Machines only solve problems within their frame of reference. Contextual computing would allow them to work within an expanded frame of reference, allowing networks of context, which some would call an information web. In the process, the machines come closer to what we call understanding, associating each node with the parameters, situations, and actions it needs to become meaningful. Relations allow these parameters, situations and actions to be described in the way the nodes are contextually connected.

The second phase of AI Launchbury described is the phase we are currently in – statistical machine learning. This stage includes deep learning or multi-layer neural networks and really focuses on the probabilistic rather than the deterministic. Machine learning, as we have seen, can be quite good for perception and learning, but even proponents admit that deep learning, for example, is poor for abstraction and reasoning.

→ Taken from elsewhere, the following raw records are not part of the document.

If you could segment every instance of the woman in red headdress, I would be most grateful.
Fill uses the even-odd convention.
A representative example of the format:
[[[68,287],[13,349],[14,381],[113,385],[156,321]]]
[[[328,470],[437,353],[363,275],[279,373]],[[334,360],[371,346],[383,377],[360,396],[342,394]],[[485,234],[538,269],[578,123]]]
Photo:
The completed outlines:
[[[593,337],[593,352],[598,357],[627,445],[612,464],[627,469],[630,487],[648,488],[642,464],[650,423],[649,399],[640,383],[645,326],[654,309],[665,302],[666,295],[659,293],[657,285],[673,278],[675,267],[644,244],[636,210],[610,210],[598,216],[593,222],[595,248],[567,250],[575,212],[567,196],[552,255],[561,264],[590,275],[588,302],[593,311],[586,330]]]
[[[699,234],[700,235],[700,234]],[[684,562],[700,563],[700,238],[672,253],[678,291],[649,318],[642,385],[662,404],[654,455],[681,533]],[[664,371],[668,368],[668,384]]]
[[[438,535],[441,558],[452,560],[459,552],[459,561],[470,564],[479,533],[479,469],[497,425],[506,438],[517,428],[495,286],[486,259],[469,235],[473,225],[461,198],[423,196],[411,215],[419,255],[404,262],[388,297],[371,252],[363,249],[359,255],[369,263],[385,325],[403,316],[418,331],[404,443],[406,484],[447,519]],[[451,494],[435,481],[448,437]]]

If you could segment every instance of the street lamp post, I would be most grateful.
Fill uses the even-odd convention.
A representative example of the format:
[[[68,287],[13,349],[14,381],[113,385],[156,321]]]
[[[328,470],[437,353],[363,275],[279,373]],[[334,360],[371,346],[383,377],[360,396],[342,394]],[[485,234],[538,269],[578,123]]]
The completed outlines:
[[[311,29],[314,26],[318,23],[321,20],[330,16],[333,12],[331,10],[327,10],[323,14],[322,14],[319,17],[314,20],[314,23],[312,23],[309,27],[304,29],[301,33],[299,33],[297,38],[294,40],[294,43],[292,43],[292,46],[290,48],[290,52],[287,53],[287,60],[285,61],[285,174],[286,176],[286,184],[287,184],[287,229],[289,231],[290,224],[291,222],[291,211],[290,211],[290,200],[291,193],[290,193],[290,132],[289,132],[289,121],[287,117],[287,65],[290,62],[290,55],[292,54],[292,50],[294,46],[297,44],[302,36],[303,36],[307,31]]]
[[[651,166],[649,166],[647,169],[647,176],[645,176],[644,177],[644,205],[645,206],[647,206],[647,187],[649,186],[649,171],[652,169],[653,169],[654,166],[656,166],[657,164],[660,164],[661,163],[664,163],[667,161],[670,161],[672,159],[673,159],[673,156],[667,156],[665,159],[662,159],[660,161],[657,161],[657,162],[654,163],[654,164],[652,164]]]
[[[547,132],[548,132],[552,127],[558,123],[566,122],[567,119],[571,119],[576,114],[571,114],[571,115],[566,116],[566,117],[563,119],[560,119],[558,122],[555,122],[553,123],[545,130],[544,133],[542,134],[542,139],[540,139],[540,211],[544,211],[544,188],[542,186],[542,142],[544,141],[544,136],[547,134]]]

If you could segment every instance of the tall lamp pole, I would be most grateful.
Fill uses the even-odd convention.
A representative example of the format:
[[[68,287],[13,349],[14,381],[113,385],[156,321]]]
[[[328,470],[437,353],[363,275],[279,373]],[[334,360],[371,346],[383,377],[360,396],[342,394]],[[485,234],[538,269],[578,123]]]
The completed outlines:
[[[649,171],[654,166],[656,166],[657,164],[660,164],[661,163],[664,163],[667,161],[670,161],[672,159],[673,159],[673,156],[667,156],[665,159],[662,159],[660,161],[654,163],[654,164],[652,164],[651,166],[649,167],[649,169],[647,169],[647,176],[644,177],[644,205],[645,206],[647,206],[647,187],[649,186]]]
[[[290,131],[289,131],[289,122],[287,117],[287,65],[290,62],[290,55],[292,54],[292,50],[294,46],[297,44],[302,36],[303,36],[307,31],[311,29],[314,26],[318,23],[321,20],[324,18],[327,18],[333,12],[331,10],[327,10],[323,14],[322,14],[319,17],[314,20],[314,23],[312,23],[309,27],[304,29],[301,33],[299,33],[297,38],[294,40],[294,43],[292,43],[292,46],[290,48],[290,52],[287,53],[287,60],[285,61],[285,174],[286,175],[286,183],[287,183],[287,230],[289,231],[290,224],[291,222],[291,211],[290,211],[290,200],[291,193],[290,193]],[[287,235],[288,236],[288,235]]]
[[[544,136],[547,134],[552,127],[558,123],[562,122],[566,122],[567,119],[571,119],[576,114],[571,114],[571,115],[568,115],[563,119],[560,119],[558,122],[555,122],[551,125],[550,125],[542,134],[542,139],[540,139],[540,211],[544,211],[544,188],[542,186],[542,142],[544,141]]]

The third phase of AI Launchbury plans to combine the techniques of phases I and II. Other forms of logic, including description logic, are exploited in this phase. In a well-designed, standards-based knowledge graph, contexts are modeled, and models live and evolve with instance data.

In other words, more logic becomes part of the graph, where it is potentially reusable and can evolve.

Harnessing the power of knowledge graphs and statistical machine learning together

In January 2023, with the ubiquity of the Internet and so many concurrent improvements in networked computing, everyday developers are using ChatGPT to help them reformat code. Developer attorney Shawn Wang (@swyx) tweeted a telling observation to start the new year:

ChatGPT’s current killer application is not research, therapy, math, browser control, virtual machine emulation, or any of those other select examples with huge disclaimers. responsibility.

It’s much more everyday:

Reformatting information from any X format to any Y format.

It’s not like ChatGPT always (or ever) gets the reformatting just right. This could give developers a head start on a reformatting task. It will all depend on the prompts each user leverages for reformatting purposes, as well as the scope of the training package, validation methods used, and user knowledge.

But either way, ChatGPT could be an indicator that better building and maintaining a unified, silo-free web is becoming possible with better machine support. This means that the standardization mentioned by Metcalfe could also be achievable soon. Data networks of networks, if properly architected, will be able to interlock and interact with each other, as well as at scale, not only through statistical means, but through human feedback and logic in the form of symbols.